Desde que llegó a la
casa en una de las bolsas plásticas de supermercado supe que sería inevitable
nuestro encuentro... y así sucedió. Se pasó la noche entera llamándome en la
distancia mientras yo procuraba escribir lo más rápido posible la tarea que
tenía encomendada. A media madrugada ocurrió lo que tantas otras veces ha
sucedido: me puse de pie con la excusa de estirar un poco mis piernas y brazos,
fui al baño sin intenciones específicas y al salir vacilé un poco, haciendo un
giro imprevisto y...allí iba yo rumbo a la cocina... abrí la alacena y extraje
aquel paquete en forma de tubo que se anunciaba como una de esas galletas
dulces redondas que por no ser tan voluminosas tienden a engañar al que se
atreve a consumirlas y... sí... ya puedes deducir el final.

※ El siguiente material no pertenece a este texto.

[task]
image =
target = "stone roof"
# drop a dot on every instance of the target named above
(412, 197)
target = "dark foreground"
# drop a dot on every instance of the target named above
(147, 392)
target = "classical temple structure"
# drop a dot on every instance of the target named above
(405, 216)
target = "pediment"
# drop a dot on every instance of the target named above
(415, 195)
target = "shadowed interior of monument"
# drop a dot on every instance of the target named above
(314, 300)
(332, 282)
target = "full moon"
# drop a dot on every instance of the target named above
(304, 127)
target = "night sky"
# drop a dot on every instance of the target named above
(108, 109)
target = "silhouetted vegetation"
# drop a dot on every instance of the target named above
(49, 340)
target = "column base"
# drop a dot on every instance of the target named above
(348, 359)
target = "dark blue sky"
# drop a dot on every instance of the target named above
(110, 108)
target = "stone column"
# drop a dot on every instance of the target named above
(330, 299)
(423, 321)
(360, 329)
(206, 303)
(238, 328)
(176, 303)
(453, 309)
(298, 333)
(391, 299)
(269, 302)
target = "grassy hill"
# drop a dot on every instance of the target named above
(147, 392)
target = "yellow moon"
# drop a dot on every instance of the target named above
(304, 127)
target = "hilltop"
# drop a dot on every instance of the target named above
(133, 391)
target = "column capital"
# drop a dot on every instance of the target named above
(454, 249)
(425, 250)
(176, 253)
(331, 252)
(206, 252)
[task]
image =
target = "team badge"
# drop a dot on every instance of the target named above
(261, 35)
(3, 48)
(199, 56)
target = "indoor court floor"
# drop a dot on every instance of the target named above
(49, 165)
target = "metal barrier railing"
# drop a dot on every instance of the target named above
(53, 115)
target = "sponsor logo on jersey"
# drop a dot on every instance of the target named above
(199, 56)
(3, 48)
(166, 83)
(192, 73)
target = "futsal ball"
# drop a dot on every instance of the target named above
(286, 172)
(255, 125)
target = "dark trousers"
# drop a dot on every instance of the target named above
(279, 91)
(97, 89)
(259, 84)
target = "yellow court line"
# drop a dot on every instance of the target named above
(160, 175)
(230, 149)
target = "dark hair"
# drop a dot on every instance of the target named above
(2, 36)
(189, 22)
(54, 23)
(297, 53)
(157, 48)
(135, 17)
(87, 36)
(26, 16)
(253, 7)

Al principio fueron
sólo dos, una confirmación de mis sospechas, luego otras dos para recordar con
exactitud lo que sentía en la infancia al consumirlas, aunque nunca fueron de
mis favoritas, luego otras dos porque la sensación fue agradable, para
celebrar... y otras dos para decidirme a cerrar el paquete y no regresar allí
en par de días. Sí eso es lo que haría. Al menos eso era en teoría. Volví a
escribir, más entusiasmado que antes, estuve a punto de abandonar pero seguí
hasta el próximo capítulo... ¡Cuánto esfuerzo! Eso merecía un premio, así que
fui de nuevo a la cocina y retiré el
resto del paquete de galletas que había dejado estratégicamente más cerca que
antes, encima de la nevera, al lado de la puerta de la cocina. Me retiré
sigiloso a la habitación, como no queriendo despertar sospecha del accionar
subrepticio en que había incurrido y...aquí estoy dedicando unas líneas a las
galletas que hicieron posible que terminara mis estudios esta madrugada.